# looking for a tracking collar or 2



## hellbilly (Aug 17, 2008)

Anyone have a tracking collar or 2 they are willing to part with. Freq. doesn't matter. Let me know if you can help

Thanks


----------



## DANNY ELLER (Feb 16, 2000)

I have a pair sold my unit when i got my garmin had 4 colars and the guy only wanted 2 Dan


----------



## micooner (Dec 20, 2003)

got some 217 johnsons


----------



## predatordave (Feb 24, 2003)

i have a buddy who has some 217 johnsons also. how much are looking at spending? 

later, dave


----------



## hellbilly (Aug 17, 2008)

How much for the johnsons?


----------



## micooner (Dec 20, 2003)

50 each 734-740-0951


----------



## predatordave (Feb 24, 2003)

i dont know exactly what my buddy wants for his but i know it is more than 50. 50 bucks for a tracking collar is a great deal, dont let those get away.

later, dave


----------



## DANNY ELLER (Feb 16, 2000)

With the garmin out there beep beep collars are a lot cheaper mine are 155s and will take $25 each for them at Autumn Oaks they had a whole table of them take your pick for $40.


----------



## Randle (Nov 6, 2000)

Where is Autumn Oaks? After this last weekend I can see where some sort of tracking collar would be a good way to go. Had a lost beagle almost all day Saturday. That really cuts into your hunting time! I've never looked into them before, just used the old bell on the collar technique.

Can anyone give me any information or point me to a good resource for info on tracking systems (new or used). I saw the Garmin system in the Cabelas catalog and don't really see that one as an option due to the price.


----------



## upperlimits (Jan 15, 2008)

if you can afford the garmin do it.I have both,and the garmin is so much nicer to use.It puts alot more fun in the hunt.you know excactly where your dogs are at all times.I got mine from golden acres supply out of grand haven and it was quite abit cheaper than the big stores.


----------



## micooner (Dec 20, 2003)

Randle said:


> Where is Autumn Oaks? After this last weekend I can see where some sort of tracking collar would be a good way to go. Had a lost beagle almost all day Saturday. That really cuts into your hunting time! I've never looked into them before, just used the old bell on the collar technique.
> 
> Can anyone give me any information or point me to a good resource for info on tracking systems (new or used). I saw the Garmin system in the Cabelas catalog and don't really see that one as an option due to the price.

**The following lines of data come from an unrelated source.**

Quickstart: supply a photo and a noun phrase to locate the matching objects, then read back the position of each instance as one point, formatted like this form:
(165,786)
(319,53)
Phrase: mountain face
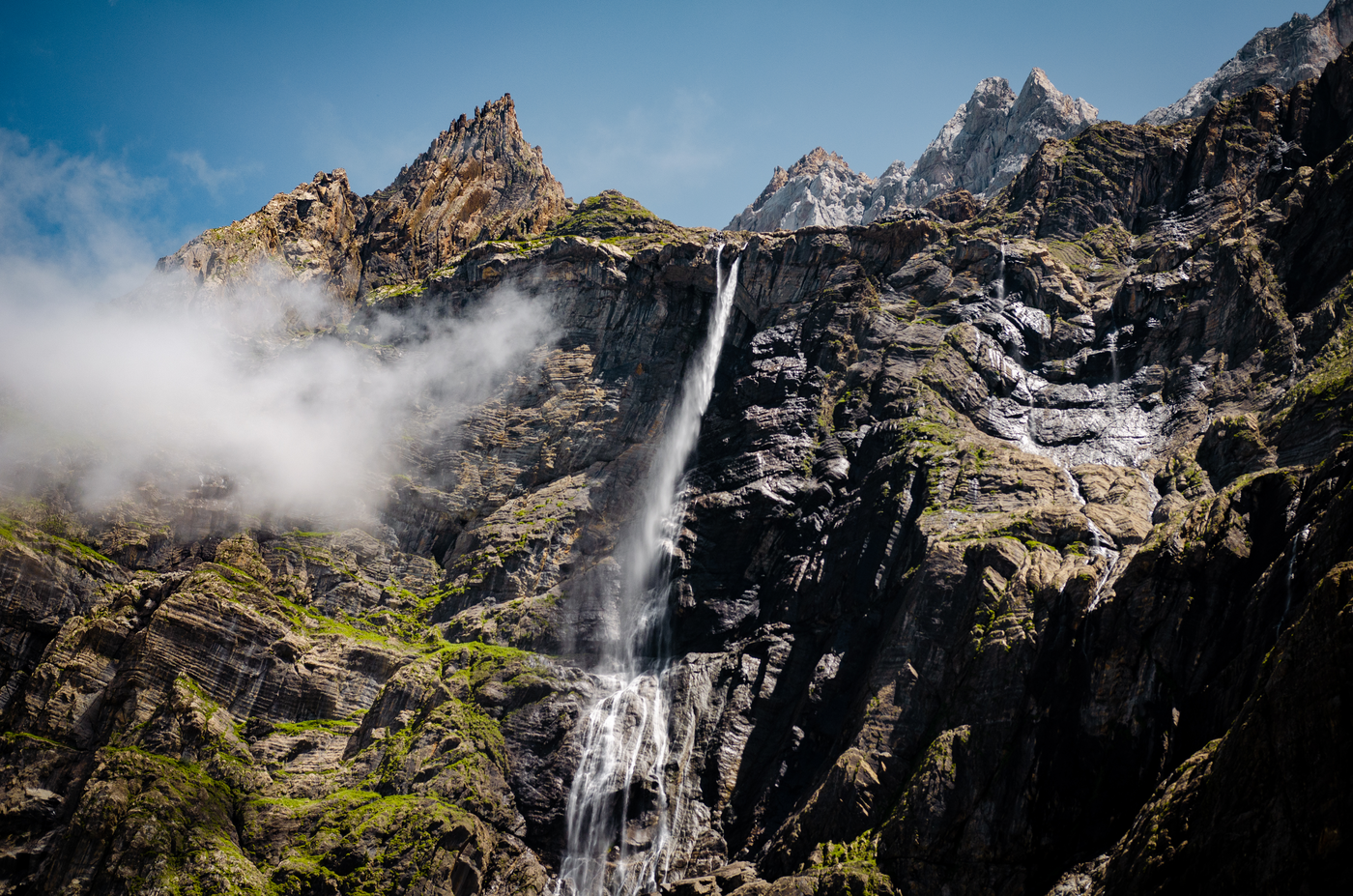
(980,151)
(1281,57)
(479,180)
(820,188)
(1017,551)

buddy has a tracker maxima 5000 with 2 johnson beagle collars for 300, he just got a garmin


----------



## predatordave (Feb 24, 2003)

micooner, where is your buddy located at and how old is the stuff. you peeked some interest. 

thanks in advance, dave


----------



## DANNY ELLER (Feb 16, 2000)

Autumn Oaks is a UKC hunt and show Richman Indiana Labor day weekend Over 2000 dogs in hunt and show and at least that many for sale on the grounds
GARMIN ASTRO 220 BUNDLE DC30 DOG TRACKING GPS FREE SHIP $ 369.99 e-bay


----------